Método Fônico propicia relação entre sons e letras a partir da interação semântica de seus significados.

O-l-h-a-r p-a-r-a a-s l-e-t-r-a-s, jun-tar as sí-la-bas a-fim de formar palavras! Eis um dos métodos familiar a maioria dos brasileiros alfabetizados por meio de pontilhados e contornos. O zunido produzido pela abelha mantinha o mesmo traçado da letra A e da palavra ABELHA nas cartilhas. Os traços se apresentavam separados para o aluno passar o lápis e contornar, praticando assim a memorização. Um processo onde se partia das letras para posteriormente chegar ao som.

Paralelo a esse método ideovisual, outra maneira de alfabetização surge apontando que o problema não se encontra propriamente na aprendizagem silábica em si. O xis da questão é trabalhar os fonemas e os grafemas de forma a levar o aluno a relacioná-los. O método fônico foi escolhido desde de 2012 como modelo de alfabetização na educação básica no Colégio Unasp-Ec. Trabalhar dessa forma propicia ao aluno maior apreensão sobre os sons da língua e o reconhecimento da organização desta, tanto na fala como na escrita (Martins, 2007).

Além disso, o método favorece a relação grafema-fonema e seu inverso, desfaz a confusão conceitual entre fonemas e letras, e leva o aluno a desenvolver a consciência fonológica porque passa a relacionar os sons utilizados na fala com aqueles apreendidos na escrita.

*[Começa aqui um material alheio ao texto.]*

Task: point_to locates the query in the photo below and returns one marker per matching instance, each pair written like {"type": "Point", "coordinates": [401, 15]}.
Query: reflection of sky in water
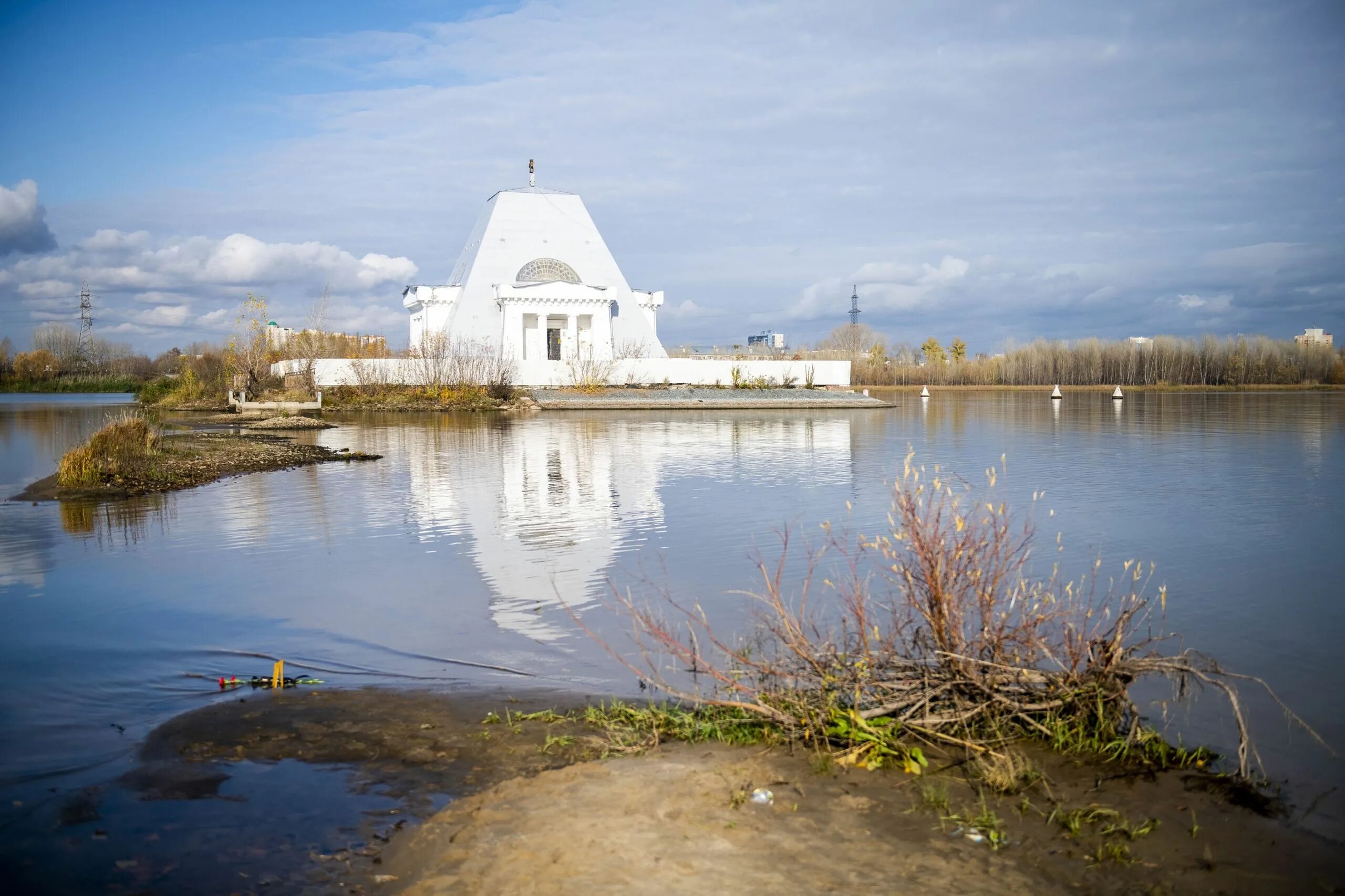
{"type": "Point", "coordinates": [467, 538]}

Dos livros e artigos para a sala de aula. Como colocar esse método em prática? Veja as dicas:

  • Jogos sonoros: Caça rimas, dados sonoros, batalha das palavras. Estes são apenas alguns dos jogos propostos no Manual Didático de jogos de alfabetização produzido por professores da Universidade Federal do Pernambuco em parceria com o Ministério de Educação. O objetivo é, de maneira lúdica, levar a criança a compreender que as palavras são compostas por unidades sonoras que podem ser pronunciadas separadamente, com semelhanças e diferenças. E assim, desenvolver a consciência fonológica por meio da exploração dos sons das sílabas iniciais das palavras;
  • Palavras-chaves: A partir de uma história contatada coletivamente em sala, destaque algumas palavras-chave para que os alunos façam correlação entre fonema/grafema e grafema/fonema. Exemplificando: a palavra “foca” é pronunciada por uma criança. Ao emitir o som do fonema /f/, a boca do aluno deve ser fotografada para que sejam estabelecidas as relações complementares entre som e significado. Constrói-se, a partir desta imagem, uma tabela com a foto da boca do aluno e as possíveis representações gráficas daquele fonema, no caso, o /f/. A partir daí, várias atividades podem ser desenvolvidas utilizando como material as imagens das bocas produzindo os sons. Essa atividade foi proposta pelas professoras do curso de pedagogia do Unasp-EC Betania Stange Lopes e Stella de Mello Silva.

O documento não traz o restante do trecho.